With the recent election, there has been a new recognition of the various “bubbles” we all seem to be living in. It reminds me of the parable I like to often mention, popularized by the late great writer David Foster Wallace:
Two fish were swimming along when an older fish swam by, nodded his head at them and said, “Mornin’ boys, how’s the water?” The two young fish nod back and swim for a bit, then one turns to the other and says, “What the hell is water?”
Recently, I read a paper that helped me realize I had been swimming in a different lake from most of the “real world” in medicine. I trained and then spent the first 4 years of my post-residency career at UCSF, where quality improvement (QI) was well established and celebrated. Sure, I suppose there were some eye rolls from a few surgeons, or I would hear the off-hand snide remark from a cardiology attending, but by-and-large QI was not controversial at UCSF. It was what we do. As residents, we led QI projects and contributed to QI projects from our colleagues. As a hospitalist faculty member, I led my own QI-related projects and mentored residents and other faculty who led their own QI projects.
Imagine the hard reality that hit me when I read this quote from a resident: “Truly the first thing I think of when I hear [QI] is going to make more work for residents.”
Wait: Is QI actually a dirty word for other residents and physicians?
The quote comes from an Academic Medicine study titled “‘It Feels Like a Lot of Extra Work’: Resident Attitudes About Quality Improvement and Implications for an Effective Learning Health Care System.” I read on, and it got worse.
“This hasn’t really made any difference to the patients.
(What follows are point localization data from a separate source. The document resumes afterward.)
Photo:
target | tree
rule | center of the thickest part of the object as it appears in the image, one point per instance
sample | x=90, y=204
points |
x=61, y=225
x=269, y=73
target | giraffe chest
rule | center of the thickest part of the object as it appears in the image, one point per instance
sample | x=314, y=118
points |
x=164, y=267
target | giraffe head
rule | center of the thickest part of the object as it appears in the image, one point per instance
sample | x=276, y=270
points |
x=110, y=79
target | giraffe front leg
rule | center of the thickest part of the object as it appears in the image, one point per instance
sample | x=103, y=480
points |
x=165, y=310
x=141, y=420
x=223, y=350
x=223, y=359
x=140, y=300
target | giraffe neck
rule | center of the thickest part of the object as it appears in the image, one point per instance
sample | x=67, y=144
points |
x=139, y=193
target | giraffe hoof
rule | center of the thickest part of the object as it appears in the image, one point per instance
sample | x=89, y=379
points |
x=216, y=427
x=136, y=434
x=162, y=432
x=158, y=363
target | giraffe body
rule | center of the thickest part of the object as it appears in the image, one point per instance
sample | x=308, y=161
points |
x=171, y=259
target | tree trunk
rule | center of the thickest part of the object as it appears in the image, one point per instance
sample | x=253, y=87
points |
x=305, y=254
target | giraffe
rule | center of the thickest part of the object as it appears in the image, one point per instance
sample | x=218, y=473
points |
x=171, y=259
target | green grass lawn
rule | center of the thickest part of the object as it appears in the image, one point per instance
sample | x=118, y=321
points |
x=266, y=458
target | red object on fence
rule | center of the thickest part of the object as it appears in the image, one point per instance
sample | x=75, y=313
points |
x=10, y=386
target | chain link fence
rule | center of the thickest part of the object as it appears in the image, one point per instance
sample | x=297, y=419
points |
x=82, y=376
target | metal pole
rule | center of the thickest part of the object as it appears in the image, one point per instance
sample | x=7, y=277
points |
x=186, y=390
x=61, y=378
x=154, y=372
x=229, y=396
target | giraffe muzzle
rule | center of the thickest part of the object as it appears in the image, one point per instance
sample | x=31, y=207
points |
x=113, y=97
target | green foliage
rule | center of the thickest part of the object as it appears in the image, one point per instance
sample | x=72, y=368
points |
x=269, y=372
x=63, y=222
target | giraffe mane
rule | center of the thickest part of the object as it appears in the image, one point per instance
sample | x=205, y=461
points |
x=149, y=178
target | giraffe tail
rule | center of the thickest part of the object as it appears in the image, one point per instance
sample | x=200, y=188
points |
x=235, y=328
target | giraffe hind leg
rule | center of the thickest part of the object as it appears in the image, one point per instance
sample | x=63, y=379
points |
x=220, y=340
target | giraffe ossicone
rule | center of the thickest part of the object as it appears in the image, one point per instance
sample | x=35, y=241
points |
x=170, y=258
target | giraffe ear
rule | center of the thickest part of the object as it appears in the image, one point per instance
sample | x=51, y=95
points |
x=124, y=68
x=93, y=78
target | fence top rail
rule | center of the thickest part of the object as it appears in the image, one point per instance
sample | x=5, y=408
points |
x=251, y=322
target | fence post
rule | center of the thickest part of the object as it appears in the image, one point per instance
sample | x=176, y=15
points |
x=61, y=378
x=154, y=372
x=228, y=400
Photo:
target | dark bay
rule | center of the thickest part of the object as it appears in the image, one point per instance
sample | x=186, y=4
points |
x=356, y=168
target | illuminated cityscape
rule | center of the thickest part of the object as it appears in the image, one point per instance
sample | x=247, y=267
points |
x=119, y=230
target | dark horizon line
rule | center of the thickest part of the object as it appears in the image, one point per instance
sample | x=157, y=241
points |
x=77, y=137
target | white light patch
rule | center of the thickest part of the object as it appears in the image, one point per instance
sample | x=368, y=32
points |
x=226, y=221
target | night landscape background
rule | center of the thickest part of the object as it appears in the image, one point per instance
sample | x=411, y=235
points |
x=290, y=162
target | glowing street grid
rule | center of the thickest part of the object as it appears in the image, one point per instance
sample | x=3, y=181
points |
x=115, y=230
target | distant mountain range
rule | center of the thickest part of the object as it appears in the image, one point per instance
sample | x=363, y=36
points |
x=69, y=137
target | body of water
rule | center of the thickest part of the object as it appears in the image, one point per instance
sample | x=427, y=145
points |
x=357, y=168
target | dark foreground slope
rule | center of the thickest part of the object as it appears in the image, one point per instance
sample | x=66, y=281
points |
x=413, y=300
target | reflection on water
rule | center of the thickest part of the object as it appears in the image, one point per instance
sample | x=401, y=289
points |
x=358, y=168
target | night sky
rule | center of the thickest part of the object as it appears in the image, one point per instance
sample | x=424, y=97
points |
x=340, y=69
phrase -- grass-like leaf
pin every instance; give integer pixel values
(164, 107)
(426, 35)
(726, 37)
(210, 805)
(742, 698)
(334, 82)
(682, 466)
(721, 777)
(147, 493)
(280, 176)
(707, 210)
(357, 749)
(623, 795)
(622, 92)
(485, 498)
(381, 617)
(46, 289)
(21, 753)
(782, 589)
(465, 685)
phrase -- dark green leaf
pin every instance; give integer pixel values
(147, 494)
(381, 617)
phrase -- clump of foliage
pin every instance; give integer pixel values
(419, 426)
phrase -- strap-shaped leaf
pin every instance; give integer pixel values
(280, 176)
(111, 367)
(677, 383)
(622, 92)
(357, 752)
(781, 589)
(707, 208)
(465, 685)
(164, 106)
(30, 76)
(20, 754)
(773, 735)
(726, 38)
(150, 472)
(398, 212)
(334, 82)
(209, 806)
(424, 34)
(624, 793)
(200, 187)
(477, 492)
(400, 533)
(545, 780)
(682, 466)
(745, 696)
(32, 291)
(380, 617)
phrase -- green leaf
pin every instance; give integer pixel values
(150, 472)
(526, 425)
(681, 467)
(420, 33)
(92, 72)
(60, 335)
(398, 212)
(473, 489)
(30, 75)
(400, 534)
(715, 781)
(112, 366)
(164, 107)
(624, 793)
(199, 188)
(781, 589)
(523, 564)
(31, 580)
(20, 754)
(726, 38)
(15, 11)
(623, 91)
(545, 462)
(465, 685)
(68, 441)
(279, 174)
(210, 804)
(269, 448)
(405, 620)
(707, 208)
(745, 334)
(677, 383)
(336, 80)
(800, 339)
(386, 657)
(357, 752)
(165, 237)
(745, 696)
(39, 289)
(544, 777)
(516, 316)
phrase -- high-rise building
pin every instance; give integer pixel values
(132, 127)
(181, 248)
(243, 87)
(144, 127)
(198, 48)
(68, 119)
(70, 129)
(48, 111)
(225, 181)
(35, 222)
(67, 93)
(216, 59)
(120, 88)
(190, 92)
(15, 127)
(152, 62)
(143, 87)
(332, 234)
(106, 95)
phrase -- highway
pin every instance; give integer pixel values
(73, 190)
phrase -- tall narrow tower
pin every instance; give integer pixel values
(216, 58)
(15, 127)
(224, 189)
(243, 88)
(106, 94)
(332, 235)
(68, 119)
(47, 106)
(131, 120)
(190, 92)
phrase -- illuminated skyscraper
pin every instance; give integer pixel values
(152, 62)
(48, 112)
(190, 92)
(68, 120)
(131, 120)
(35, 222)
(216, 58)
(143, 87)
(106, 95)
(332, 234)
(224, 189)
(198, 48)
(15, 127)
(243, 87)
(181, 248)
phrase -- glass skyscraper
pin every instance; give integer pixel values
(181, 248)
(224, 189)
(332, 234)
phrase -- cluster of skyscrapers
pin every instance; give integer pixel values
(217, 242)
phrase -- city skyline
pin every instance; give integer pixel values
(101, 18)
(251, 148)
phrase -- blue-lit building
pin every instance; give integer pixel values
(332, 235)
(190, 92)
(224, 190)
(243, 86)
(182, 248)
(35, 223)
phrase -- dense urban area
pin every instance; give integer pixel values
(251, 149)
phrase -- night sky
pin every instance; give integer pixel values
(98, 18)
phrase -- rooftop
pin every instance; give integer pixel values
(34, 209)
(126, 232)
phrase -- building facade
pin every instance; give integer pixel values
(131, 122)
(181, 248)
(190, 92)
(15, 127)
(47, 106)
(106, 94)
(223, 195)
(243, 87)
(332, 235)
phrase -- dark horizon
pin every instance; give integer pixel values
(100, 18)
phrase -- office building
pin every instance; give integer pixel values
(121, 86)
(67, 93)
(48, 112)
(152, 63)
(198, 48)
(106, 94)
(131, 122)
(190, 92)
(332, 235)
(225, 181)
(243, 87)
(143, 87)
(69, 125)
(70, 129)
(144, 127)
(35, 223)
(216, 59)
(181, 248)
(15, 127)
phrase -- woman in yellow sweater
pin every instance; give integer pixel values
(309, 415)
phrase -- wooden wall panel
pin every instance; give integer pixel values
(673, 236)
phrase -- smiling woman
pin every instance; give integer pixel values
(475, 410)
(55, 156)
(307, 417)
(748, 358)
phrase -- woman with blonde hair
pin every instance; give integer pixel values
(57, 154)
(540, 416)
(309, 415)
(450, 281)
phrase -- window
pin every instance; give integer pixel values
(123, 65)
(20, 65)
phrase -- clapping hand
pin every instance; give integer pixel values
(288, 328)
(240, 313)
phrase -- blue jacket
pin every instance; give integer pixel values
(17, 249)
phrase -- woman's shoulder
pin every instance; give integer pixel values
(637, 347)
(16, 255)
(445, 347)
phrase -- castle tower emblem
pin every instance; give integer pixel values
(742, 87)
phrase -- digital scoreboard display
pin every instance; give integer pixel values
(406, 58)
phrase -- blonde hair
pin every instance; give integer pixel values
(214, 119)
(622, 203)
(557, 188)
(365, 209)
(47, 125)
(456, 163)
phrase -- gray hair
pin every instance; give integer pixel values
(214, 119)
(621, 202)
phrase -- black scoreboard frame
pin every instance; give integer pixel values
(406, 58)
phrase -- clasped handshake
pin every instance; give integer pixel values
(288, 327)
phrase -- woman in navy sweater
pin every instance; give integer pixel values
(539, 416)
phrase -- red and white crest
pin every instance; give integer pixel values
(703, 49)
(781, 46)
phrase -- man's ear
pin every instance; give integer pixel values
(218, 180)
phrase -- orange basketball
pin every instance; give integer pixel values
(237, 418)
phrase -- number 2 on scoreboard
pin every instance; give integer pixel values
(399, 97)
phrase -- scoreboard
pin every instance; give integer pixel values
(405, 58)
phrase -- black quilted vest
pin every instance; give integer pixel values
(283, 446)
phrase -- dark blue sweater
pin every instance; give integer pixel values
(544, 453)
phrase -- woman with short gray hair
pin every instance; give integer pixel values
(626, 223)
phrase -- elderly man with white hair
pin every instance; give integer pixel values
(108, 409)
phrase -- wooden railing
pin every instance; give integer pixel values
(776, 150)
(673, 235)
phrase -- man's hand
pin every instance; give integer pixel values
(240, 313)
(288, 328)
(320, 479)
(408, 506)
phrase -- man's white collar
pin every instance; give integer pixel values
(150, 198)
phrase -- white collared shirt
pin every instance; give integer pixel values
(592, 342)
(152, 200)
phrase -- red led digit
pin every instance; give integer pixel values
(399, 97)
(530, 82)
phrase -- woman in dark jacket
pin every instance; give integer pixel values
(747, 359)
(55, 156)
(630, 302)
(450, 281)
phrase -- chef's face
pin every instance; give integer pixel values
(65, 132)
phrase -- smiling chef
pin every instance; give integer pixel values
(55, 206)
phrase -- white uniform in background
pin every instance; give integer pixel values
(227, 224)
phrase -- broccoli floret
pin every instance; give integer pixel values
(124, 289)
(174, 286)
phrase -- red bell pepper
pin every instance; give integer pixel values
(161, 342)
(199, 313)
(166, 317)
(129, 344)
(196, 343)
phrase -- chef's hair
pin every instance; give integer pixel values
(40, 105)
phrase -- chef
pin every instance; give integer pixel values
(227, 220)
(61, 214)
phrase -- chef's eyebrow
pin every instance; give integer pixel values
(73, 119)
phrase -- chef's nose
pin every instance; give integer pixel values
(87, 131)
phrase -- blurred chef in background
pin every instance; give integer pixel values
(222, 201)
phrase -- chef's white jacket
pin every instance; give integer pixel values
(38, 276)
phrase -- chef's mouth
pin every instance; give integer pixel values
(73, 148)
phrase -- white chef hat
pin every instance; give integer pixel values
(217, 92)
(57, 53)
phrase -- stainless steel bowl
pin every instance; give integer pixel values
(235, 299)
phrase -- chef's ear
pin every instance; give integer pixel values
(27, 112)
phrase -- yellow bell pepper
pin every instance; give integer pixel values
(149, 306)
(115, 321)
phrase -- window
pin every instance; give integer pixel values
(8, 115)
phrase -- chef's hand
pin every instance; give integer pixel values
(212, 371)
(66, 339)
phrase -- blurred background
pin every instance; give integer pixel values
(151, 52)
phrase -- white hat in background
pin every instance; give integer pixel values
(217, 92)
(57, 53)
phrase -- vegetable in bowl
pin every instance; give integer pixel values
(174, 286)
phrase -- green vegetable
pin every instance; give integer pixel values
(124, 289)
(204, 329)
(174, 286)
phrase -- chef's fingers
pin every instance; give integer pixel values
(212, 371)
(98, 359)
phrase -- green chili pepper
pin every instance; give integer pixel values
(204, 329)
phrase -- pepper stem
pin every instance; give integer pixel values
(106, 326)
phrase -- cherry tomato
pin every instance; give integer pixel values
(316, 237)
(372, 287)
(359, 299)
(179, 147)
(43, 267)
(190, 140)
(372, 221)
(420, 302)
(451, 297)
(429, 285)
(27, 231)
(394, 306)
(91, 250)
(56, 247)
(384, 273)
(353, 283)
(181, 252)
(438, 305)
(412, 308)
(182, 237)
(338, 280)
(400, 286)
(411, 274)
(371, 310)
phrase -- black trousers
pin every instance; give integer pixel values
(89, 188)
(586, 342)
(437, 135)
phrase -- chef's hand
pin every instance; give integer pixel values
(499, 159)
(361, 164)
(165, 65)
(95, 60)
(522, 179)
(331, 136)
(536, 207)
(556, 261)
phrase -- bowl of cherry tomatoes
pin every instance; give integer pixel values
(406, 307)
Like this checklist we do on rounds, like I don’t know. Maybe it has.”
And, by far, most concerning: “There’s like the central line protocols … If you suspect that anybody has any type of bacteremia, you don’t do a blood culture; you just do a urine culture and pull the lines … we just don’t even test for it because the quality improvement then like marks you off.”
Wow. That is some harsh truth about unintended consequences right there. (Also, apparently us kids of the 90s still say “like” a lot, which is like not very professional and also like kinda grating.)
The residents in this study were from the University of Utah; an institution I frequently publicly admire for their incredible progress on systematically introducing value improvement into their practice.
What can we do?
Well, let’s turn to another recent provocative article, “Does Quality Improvement Improve Quality?” by the always brilliantly incisive Mary Dixon-Woods.
Spoiler alert: The answer is, often no.
… Despite the widespread advocacy for QI, the evidence that it produces positive impacts in healthcare has been very mixed, with many of the better-designed studies producing disappointing results.
The authors propose many reasons for this gap, from the often “time-limited, small-scale projects, led by professionals who may lack the expertise, power or resources to instigate the changes required,” to the lack of attention on how important context is to QI design and results.
When you really get down to it, this actually does jive with many of my experiences with QI. Can I go back and take the blue pill instead of the red one?
Mercifully, they provide advice on “how to improve the quality of quality improvement.” Here is their summary, from Box 1 in the paper. It is a little long, but well worth the read.
Last week, I hosted a group of residents from across different programs at my house for a meeting. The group was the “QI Council,” which was formed by a surgery resident physician who invited friends from each of the residency programs associated with Dell Med. In other words, this group was initiated by the residents and for the residents.
They want to make processes and outcomes better for patients and themselves. I am doing my best to help create our own bubble here where QI is not a dirty word for the residents and where we institute some of the best practices to ensure QI programs will actually result in some improvements. Please don’t pop our bubble yet.